視点 オピニオン21
 ■raijinトップ ■上毛新聞ニュース 
おおままおもちゃ図書館「もみの木」代表 渡辺 紀子さん(大間々町桐原)

【略歴】前橋文化服装学院(現・前橋文化服装専門学校)卒。洋裁教室を開く。大間々町の小中学校で特殊学級と図書館司書の補助員を9年間務める。1992年に「おおままおもちゃ図書館もみの木」を開設。

おもちゃ図書館



◎やさしい心が集う広場

 心を上手に伝えられない子、行きたいところに思うように行けない子、みんなあどけない笑顔と限りない可能性を持った子どもたち。この子たちが楽しいおもちゃに出合うとこ、やさしい仲間に出会うとこ、笑い声がこだまして、歌声が流れて…。「ふれあい広場」のおおままおもちゃ図書館「もみの木」は平成四年十二月十二日、スタートしました。

 週五日制に向けて、学校、PTA、地域それぞれの立場で熱心な討議が重ねられていました。一番の心配は、休日の子どもたちの過ごし方でした。図書館や美術館、遊園地など、国・県レベルで子どもたちの受け皿が検討され、九月の第二土曜日から実施されました。

 ハンディをもつ子どもにとって、休日がふえることは、単純に喜ぶことができないこと。「この子たちが利用できる場所は、少ないからね…」。お母さんの沈んだ表情に、私の胸は痛みました。

 無邪気に走り回り、自分の世界をもち、おしゃべりを楽しむ―。こういった行動が許されない場は、子どもたちにとって決して行きたいところではないはずです。お母さんにとっても、周りの人に気を使うことの多い場所。

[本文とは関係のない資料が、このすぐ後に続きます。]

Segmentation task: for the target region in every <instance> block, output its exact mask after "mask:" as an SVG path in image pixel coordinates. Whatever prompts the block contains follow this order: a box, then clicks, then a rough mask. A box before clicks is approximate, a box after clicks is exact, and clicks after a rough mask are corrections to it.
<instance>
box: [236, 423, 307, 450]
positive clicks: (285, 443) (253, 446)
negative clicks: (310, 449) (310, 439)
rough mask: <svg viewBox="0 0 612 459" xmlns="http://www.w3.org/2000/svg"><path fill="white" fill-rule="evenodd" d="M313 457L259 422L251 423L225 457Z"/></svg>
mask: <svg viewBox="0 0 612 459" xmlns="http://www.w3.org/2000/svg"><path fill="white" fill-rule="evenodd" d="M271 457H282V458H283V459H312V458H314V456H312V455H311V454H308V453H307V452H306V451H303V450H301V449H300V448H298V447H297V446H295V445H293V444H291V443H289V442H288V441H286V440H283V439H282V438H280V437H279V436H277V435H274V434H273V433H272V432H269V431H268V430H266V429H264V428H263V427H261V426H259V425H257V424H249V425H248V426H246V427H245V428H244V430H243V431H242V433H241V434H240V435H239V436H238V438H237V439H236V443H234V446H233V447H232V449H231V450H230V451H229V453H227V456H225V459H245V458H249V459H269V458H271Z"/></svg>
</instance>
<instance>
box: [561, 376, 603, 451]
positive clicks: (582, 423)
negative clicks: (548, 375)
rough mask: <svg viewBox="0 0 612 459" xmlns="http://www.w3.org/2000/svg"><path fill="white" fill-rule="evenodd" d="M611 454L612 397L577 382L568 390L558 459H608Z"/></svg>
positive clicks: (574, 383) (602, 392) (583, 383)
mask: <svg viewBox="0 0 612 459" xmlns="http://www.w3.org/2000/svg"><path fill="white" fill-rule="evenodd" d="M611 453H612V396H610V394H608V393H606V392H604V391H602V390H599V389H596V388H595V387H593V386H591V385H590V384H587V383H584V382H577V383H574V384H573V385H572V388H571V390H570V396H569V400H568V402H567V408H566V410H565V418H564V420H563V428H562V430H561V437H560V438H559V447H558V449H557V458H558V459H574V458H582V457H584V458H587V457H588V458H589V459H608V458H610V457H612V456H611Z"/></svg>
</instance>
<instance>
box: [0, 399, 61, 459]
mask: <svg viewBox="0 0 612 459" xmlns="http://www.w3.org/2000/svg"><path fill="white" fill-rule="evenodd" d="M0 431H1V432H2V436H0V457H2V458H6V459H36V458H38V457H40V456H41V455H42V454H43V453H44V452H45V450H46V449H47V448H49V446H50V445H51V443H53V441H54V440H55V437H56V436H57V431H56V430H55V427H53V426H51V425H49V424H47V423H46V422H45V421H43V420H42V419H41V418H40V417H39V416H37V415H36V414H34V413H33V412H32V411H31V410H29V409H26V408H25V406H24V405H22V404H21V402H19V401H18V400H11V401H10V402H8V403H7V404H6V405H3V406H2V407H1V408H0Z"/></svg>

 では、子どもたちが思いっ切り羽を伸ばし、お母さんたちも気がねなく過ごせる所、そんな都合の良い場所はいくら考えても思いあたりません。主人に相談をして、おもちゃ図書館にたどり着きました。

 東京の三鷹市に最初に誕生したおもちゃの図書館は、小林るつ子さんを中心とした人たちの手で日本中に広がり、群馬県にも前橋、高崎をはじめ、町や村に誕生していました。「もみの木」のスタートまでには、たくさんの人の心が一つになり、町の理解と応援もいただき、大きな支えとなりました。

 回を重ねるごとに、お友だちもふえ、にぎやかな楽しい広場としてはぐくむことができました。

 子どもたちにとって、どのような活動が良いのか。お母さんたちも、スタッフとして、ボランティアとして共に考え歩んできました。

 その後、第四土曜日の休日にも開館。第二、第四土曜日の月二回の開館となりました。九月には、小平の里親水公園での「青空おもちゃ図書館」。緑の風の中で赤トンボと一緒に、しゃぼん玉や水ロケット、マジックショーに歓声をあげて青空の下のおもちゃ図書館を楽しみます。十二月には、サンタさんを待ってわくわくしながらのクリスマス会。二回の大きなイベントも組み、「もみの木」は子どもたちとともに成長し、昨年の十二月には十周年を迎えました。

 この間、数えきれないほどのあたたかい風が「もみの木」に吹きました。中学校のブラスバンド部のステキな音色の風もありました。おもちゃの寄贈など、活動に欠かせない応援もいただき、子どもたちのための「ふれあいの広場」としてスタートした「もみの木」は、やさしい心を持った人が集う広場になっていました。

 「誰もが秘めているやさしい心」に気づかせてくれる子どもたちの笑顔。「もみの木」のかけがえのない大切な宝ものです。